- Reign: 23 February 2015 – 16 December 2021
- Coronation: 2015
- Predecessor: Adele I
- Born: Tinuade Babalola 25 May 1998 (age 28) Iboropa Akoko, Ondo State, Nigeria

Names
- Tinuade Babalola Adejuyigbe
- Father: Oba Emmanuel Ayowole Adejuyigbe

= Tinuade Babalola =

Nigerian monarch

Tinuade Babalola Adejuyigbe Adele I (born 25 May 1998) of Iboropa Akoko, also known as Akokoland, Ondo State, Nigeria, is the first female traditional ruler/monarch of the Iboropa-Akoko kingdom. Tinuade was made a regent king to oversee the Akokoland as a community head on 23 February 2015, which was not long after her father, Oba Emmanuel Ayowole Adejuyigbe, died on 10 February 2015 at the age of 57. She was made the Adele (Yoruba for regent) at the age of 16. According to an interview published in the Tribune Newspaper she said that she went through a few customary rites of passage before she was declared the regent and she administered till 16 December 2021. Additionally, she was a freshman when the process of being a female regent started. She was the first sitting monarch to attend the National Youth Service Corps (NYSC) camp without being noticed, in Minna, Niger State, Nigeria.

==Education ==
Tinuade received a B.Sc in public administration from Adekunle Ajasin University, Ondo State, Nigeria.

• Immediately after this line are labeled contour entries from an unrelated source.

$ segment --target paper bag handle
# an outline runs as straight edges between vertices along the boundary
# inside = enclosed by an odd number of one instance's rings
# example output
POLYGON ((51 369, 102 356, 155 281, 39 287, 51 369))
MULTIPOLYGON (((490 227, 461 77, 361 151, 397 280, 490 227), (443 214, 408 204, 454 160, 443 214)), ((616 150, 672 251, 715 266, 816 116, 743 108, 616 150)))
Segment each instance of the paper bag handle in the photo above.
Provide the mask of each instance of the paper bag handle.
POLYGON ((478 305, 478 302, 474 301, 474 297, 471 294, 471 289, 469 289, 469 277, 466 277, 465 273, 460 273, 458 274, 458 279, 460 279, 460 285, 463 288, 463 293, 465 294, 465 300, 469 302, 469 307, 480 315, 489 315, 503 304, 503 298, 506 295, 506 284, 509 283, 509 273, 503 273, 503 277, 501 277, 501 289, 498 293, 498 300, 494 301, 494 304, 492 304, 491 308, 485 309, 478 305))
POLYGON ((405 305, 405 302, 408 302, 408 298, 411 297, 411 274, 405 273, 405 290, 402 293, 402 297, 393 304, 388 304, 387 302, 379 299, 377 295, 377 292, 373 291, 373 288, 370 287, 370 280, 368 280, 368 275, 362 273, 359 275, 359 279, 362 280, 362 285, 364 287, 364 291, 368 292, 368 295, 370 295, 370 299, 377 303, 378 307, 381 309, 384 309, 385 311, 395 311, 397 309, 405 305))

==Selection and coronation==
After Tinuade's father, Oba Emmanuel Bablola, died, Tinuade was made the female regent king to oversee the Akokoland as a community leader on 23 February at the age of 16, according to the customs of the Akokoland. During this time she was an undergraduate in pursuit of a degree in Public Administration from Adekunle Ajasin University, Ondo State, Nigeria.

==Personal life==
Tinuade Babalola Adejuyigbe is the first female traditional ruler and community head of Iboropa-Akoko, Ondo State, Nigeria. Apart from being a king, she is a business woman who makes Asooke, beads, crowns, iruleke and other indigenous items, cultural attires, and heads the Green Women Initiative (GWI). She is single and her tradition permits her to remain celibate while on the throne.

== Green Women Initiative==
Green Women Initiative is a non-governmental organisation with the aim to provide advantages for women in agriculture and agro-allied, launched on 25 May 2021 in celebration of her 23rd birthday.